Abstract

This study examines the novel Meursault Investigation by Algerian author Kamel Daoud, focusing on the language and identity of multicultural subjects. Meursault Investigation reinterprets Albert Camus' classic French novel “The Stranger” from the perspective of an unknown Algerian man called “Arab” who was killed by the main character Meursault. The novel deals with the tools of colonialism, identity and oppression in Algeria during the French occupation. Daoud argues that French, imposed on colonial Algerians, has become a tool of oppression, and that Algerians must regain their language in order to claim their cultural and ethnic identity. It is also a strong criticism of French colonialism and its continued influence on Algeria, and raises important questions about language and identity related to other post- colonial societies as well as Algeria.

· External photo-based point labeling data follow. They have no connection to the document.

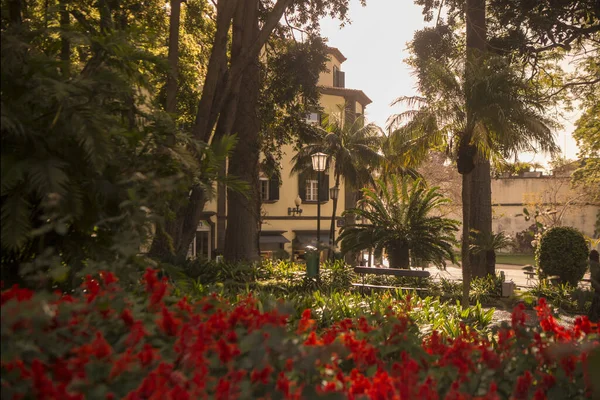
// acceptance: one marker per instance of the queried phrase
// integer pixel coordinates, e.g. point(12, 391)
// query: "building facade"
point(284, 231)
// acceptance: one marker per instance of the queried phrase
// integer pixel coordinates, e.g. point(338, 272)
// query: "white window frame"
point(264, 184)
point(312, 190)
point(312, 118)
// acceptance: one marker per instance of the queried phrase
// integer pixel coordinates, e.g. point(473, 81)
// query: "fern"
point(15, 220)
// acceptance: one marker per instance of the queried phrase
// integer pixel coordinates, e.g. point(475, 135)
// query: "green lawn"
point(515, 259)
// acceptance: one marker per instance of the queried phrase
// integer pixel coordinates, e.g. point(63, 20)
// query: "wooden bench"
point(389, 272)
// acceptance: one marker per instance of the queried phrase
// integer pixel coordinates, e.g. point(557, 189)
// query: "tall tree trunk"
point(222, 79)
point(14, 10)
point(243, 210)
point(332, 228)
point(476, 45)
point(465, 253)
point(65, 43)
point(481, 213)
point(172, 240)
point(173, 57)
point(351, 197)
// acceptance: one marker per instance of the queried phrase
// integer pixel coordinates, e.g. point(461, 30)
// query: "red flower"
point(518, 316)
point(223, 389)
point(16, 293)
point(305, 322)
point(127, 317)
point(108, 278)
point(136, 334)
point(101, 347)
point(283, 384)
point(313, 340)
point(227, 351)
point(168, 323)
point(147, 355)
point(92, 288)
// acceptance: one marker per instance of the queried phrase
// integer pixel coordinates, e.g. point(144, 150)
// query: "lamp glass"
point(334, 192)
point(319, 161)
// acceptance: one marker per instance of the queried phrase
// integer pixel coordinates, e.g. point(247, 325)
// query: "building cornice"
point(334, 51)
point(351, 94)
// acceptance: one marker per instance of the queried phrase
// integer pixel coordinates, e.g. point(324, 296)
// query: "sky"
point(375, 45)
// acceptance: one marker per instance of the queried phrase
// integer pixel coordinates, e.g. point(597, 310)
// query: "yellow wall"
point(331, 105)
point(326, 78)
point(511, 195)
point(288, 191)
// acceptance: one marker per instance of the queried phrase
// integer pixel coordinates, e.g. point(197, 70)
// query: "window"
point(264, 189)
point(339, 77)
point(312, 190)
point(312, 118)
point(269, 188)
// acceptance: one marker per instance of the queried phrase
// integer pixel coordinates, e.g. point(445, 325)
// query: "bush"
point(103, 344)
point(563, 252)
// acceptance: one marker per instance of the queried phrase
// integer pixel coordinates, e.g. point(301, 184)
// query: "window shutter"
point(341, 79)
point(274, 188)
point(324, 189)
point(302, 186)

 Algeria's historical background, which had been under long colonial rule, also had a profound influence on literature, resulting in a triple structure of the literary expression language of Arabic, French, and Berber. Under French colonial rule, writers had no choice of language due to the implementation of French language assimilation policies. French was a forced language and a language of oppression. So why did Kamel Daoud choose French, the language of the enemy, to write his work in 2014, 70 years after Kamel Daoud's Stranger was published? Daoud has two reasons for choosing French, the language of the enemy, as an expression tool for literary works. First, it is to restore the name of ‘Arab’ (‘Moussa’) that was not even given a name under colonial rule. This means the restoration of national identity. Second, after his brother's death, he had to represent the mother's voice, who did not possess the ruler's language, and his eyes were always separated from the mother's delusion and protected himself. This is reminiscent of Algeria, which remains under French influence, and means separation and independence from it. For Dowd, French, the language of the colonial state, is the language of recovery, the language of independence, the language of creation and order, and the language of subversion that summons past situations and events.

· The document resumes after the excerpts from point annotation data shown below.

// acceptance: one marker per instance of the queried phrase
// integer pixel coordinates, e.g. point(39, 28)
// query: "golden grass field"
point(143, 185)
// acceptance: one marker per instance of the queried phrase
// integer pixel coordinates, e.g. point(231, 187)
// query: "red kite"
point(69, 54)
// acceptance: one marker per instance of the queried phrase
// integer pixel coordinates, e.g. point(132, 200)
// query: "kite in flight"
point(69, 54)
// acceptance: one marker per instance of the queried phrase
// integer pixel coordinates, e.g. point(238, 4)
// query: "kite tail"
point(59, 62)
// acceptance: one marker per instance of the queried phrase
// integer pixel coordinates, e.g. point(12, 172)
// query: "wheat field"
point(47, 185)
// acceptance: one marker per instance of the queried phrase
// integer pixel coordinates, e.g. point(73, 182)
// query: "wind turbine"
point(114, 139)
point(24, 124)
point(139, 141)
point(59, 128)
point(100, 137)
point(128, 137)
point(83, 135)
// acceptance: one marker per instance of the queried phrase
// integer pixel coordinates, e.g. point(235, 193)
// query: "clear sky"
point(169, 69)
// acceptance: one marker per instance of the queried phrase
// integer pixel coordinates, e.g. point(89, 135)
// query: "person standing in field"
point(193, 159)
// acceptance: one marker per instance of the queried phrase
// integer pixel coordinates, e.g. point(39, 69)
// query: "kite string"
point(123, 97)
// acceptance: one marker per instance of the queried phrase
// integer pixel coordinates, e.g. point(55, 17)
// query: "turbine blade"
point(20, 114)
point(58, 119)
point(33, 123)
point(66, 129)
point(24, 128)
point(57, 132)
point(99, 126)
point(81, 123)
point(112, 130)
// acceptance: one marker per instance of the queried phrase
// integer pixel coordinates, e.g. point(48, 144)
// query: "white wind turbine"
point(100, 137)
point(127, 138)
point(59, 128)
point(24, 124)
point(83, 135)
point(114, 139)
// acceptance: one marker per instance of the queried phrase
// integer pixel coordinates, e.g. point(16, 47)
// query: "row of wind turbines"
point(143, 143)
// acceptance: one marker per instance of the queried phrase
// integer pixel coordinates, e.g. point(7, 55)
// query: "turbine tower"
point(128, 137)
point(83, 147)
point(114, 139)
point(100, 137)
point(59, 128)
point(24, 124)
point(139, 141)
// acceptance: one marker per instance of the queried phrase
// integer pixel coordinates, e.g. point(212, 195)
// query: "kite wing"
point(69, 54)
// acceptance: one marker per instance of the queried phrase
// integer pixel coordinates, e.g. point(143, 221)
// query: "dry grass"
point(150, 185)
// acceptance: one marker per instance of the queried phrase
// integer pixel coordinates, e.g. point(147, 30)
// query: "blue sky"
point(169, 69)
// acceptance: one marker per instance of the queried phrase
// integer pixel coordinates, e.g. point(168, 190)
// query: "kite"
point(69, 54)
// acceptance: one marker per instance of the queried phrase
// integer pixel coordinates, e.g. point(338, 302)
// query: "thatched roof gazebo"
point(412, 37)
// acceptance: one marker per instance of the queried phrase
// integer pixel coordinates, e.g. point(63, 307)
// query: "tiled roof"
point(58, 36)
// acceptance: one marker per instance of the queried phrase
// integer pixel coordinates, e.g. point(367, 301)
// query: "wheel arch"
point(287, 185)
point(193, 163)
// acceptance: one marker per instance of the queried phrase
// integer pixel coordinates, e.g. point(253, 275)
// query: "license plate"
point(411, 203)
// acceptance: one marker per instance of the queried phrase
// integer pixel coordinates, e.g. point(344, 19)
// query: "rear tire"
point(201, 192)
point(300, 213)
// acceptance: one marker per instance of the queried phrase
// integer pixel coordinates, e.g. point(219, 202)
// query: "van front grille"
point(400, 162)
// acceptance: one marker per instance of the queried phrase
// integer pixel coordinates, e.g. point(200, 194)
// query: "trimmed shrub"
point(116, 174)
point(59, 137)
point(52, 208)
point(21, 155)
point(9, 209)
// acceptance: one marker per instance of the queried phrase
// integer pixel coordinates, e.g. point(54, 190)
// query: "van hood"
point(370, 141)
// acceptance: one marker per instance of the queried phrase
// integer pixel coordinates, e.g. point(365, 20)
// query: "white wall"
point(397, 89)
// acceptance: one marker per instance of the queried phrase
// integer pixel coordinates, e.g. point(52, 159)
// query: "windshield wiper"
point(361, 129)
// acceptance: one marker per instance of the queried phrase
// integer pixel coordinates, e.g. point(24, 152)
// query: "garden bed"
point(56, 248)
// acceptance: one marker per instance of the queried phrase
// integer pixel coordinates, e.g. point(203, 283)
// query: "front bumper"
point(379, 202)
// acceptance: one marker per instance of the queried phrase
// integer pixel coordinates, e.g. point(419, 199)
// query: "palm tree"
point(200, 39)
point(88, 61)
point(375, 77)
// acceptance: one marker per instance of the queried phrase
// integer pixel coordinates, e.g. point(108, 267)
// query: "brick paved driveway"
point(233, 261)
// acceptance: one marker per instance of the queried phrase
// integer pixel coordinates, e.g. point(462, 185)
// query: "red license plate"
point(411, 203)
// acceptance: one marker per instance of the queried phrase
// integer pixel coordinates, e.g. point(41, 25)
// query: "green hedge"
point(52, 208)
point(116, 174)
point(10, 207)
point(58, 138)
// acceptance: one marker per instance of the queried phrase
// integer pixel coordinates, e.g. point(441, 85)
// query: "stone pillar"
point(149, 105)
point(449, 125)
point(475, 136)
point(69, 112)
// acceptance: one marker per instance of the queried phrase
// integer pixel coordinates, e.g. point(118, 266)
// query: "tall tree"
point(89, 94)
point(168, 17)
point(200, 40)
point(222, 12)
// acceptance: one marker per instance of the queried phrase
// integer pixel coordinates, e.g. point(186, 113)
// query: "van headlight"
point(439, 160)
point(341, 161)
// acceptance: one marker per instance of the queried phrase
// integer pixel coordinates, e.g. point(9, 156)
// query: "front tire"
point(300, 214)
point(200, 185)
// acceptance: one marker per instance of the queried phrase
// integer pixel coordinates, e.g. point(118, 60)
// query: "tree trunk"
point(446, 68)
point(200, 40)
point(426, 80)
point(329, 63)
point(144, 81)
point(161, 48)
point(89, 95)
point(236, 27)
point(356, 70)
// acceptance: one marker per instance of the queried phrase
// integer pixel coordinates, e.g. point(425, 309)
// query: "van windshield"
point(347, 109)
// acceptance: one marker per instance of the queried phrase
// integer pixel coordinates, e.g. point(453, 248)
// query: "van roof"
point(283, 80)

 In Daoud's work, the unknown “Arab” and “Harun” are multicultural subjects of the times. Multiculturalism has be- come a downgraded expression of our society for strangers and migrants. Rather than accepting diversity that is distinct from mainstream Koreans, we evaluate them from the perspective of discrimination and exclusion. Why should they be called “multicultural” that excludes personal identity, including their own ethnicity, historicality, and cultural diversity? Since the situation of “Arabians” and “Moussa” in Kamel Daoud's work resembles the existence of multicultural subjects coexisting in our time, we would like to examine their language and identity, diagnose the present of multicultural sub- jects, and predict the future.